QUI SAN GIACOMO RAIFFEISEN. Nuovo impegno per il San Giacomo che sarà di scena, imbottito di giovani, sul parquet di quell'Alba Como che ha bisogno come il pane di punti salvezza. Una matricola, Como, affidata a coach Maurizio Cairoli che ha cambiato pochissimo rispetto alla scorsa stagione di serie C. La squadra comasca è un mix fra alcune giovani interessanti e atlete più esperte che, però, finora hanno peccato di continuità. Ma troppo importanti saranno per loro questi punti, per poter proseguire la rincorsa alla zona salvezza. In casa San Giacomo dovrebbe giocare lo stesso sestetto visto all'opera di recente, con l'unico dubbio su chi partirà in regia fra Danese e la giovane Giora. Nel corso del match, poi, ancora spazio per le diverse giovani del vivaio Corradini, Virciglio e Merlo.

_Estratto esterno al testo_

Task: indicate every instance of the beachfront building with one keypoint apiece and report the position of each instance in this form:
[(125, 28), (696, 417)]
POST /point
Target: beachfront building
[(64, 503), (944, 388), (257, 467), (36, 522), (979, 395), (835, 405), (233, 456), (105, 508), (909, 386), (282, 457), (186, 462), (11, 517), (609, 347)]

Probabile sestetto: Giora (Danese) - Fink, Bosato - Uti, Anesin - Folie, Girardi (L).
A disposizione: Danese (Giora), Corradini, Virciglio, Merlo, Mattei.
Allenatore: Giacomo Lanfranco Guarienti.

IL PROGRAMMA DELLA 20ESIMA GIORNATA
Domani, ore 20.30, a Trento (PalaBocchi, via S.Croce): DeltaDator Torrefranca - Autorotor Atalantina Crema
Arbitri: Luca Pegoraro e Vito Ancona di Treviso
Domani, ore 21, a Crema (Cremona): Crema Volley - Ata Domonet
Arbitri: Spartaco Serra e Antonio Spinelli di Torino
Domani, ore 21, ad Albese con Cassano (Como): Alba Como - San Giacomo Raiffeisen
Arbitri: Marco D'Ettorre e Bianca Mastricci di Pavia

ALL'ANDATA FINI'...
All'andata Crema battè Trento con un 2-0 sonoro come mai. E quella fu l'unica, finora, giornata nella quale tutte e tre le nostre portacolori regionali in rosa tornarono a casa senza nemmeno una vittoria. Contro Crema Volley l'Ata nel primo set va avanti 24-21 ma poi crolla e perde in tre set alquanto nettamente: a nulla valsero i 10 punti di Prandi ed i 7 di Avancini. Stupì ancora di più il ko del Torrefranca in casa dell'Atalantina in tre set, combattuti ma comunque amarissimi per le biancoblù. Nonostante la doppia, buona, prova di Penasa e Basadonne (10 punti a testa) ed una buona Roberta Bortolotti (8) la ricezione trentina andò in panne e tutto fu più difficile. Senza storia, invece, la sconfitta del San Giacomo (14 punti Folie e molto poco altro) con l'Alba Como.

IL RESTO DELLA GIORNATA IN B2 FEMMINILE
Col Torrefranca (45) impegnata con l'Atalantina (21), anche le altre pretendenti ai due posti in classifica con vista sulla B1 - Busnago e Monza - sono attesi da due partite mica da sottovalutare. Perché a Busnago (51) arriverà quel Brembo Bergamo (31) sesta forza del campionato e squadra da prendere davvero con le molle. Il Monza (44), invece, cercherà di recuperare il punticino di divario col DeltaDator nella difficile tana di quello Zevio Verona (25) alla disperata ricerca di punti salvezza. Alle spalle delle primissime tre in classifica interessante scontro diretto fra il Pianengo (40) - che ancora un pensierino per provare a tornare in gioco per i primi due posti lo fa - ed il Cerea Verona (31), mentre l'Antares Verona (20) cercherà vitali punti salvezza in casa dell'Asola Mantova (29) ormai quasi salvo.